Places to Meet Other Gay Men to Date

An Overview of the Hot Spots, With Some Pros and Cons

If you're looking to get into the dating scene but are having trouble meeting guys, it's possible that you're looking for love in all the right places. Here's a quick overview of some of the likely places to look, with some quick comments about the pros and cons of each. Future articles will explore each approach in more details.

Bars and nightclubs. Conventional wisdom suggests that it's hard to find true love in a bar. The truth is that it doesn't need to be harder than anywhere else, provided that you take the right approach, and that you're personally comfortable there. Bars do tend to be image-focused, so it helps to look and dress for that bar's particular scene. The guys you meet will likely first meet you based on appearances - which may seem shallow, but it's just a starting point. But if you're quiet and shy, going alone is deadly. Always go with friends unless you have the right ongoing personality to meet new people easily.

Activities and groups. The flip side to the common wisdom is that the best way to meet a guy is join a gay group involved in an activity that interests you. There's some wisdom here, but it's limited. If you meet a guy you find attractive in a gay skiing group, for example, you'll know that you both like to ski, but relationships are based on a lot more than a single common interest. It's a starting point, no worse than any other, but also no better. But these sorts of activities do have one advantage: they often allow you to interact more casually with others in a low-stress manner that gives you a better chance to assess compatibility than other venues.

Personal ads. Placing or responding to a personal ad is a great way to meet new men. One advantage: you get a clearer sense of the other guy's interests and goals than other venues. Newspaper ads can and have been successful for many guys, but suffer from greater space limitations than online ads. Stick to the Internet if you can.

Parties and events. Parties thrown by your friends can be an excellent way to meet new guys. It can give you an easier chance to mingle than in a bar, particularly if you're shy. You'll both probably know others at the party, like the host, which gives you a chance to learn a little more about the other guy (and a way to get his number if you failed to get it before he left). But take these events casually; if you're too aggressive about seeking to find a potential match, you'll project an aura of desperation that can be a real turn-off.

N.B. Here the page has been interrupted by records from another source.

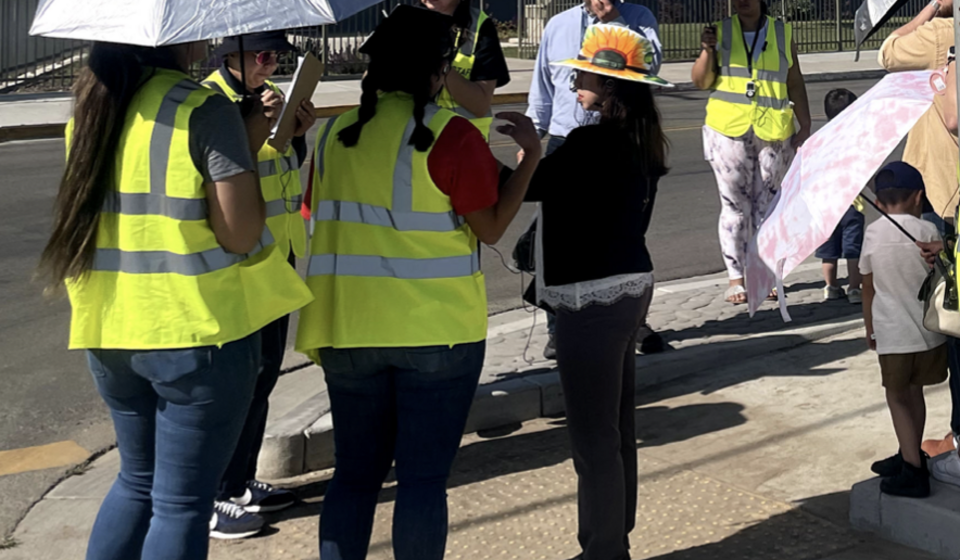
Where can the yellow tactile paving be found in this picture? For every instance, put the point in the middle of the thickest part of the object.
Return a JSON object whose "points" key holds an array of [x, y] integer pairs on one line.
{"points": [[60, 454]]}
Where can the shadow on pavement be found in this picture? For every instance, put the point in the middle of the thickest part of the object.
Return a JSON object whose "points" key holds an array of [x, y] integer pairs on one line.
{"points": [[493, 458], [768, 320], [736, 371]]}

Getting set up by friends. Similar to parties and events thrown by friends, but more direct. If your friends know that you're ready to get into the dating pool, they can keep their eyes out for potential matches and introduce you to their other single friends. Hate being set up by friends? Don't be so proud, but be sure to keep it casual with low expectations, at least at first. And above all, don't get mad at your friends if their tastes differ from yours, or a connection they think is right ends up not working out.

Gay men can be anywhere. In your daily life, be receptive to finding a surprising connection anywhere you go. A chance encounter anywhere can lead to a conversation, coffee, and date, and then...?

Anywhere, not everywhere. Just because you can meet gay men anywhere doesn't mean you should aggressively pounce on every gay man you meet. Look for hints that he might also be interested and available. But for God's sake, be casual and natural about it! Constant leering and aggressive flirting can be a big turn-off and can reek of desperation.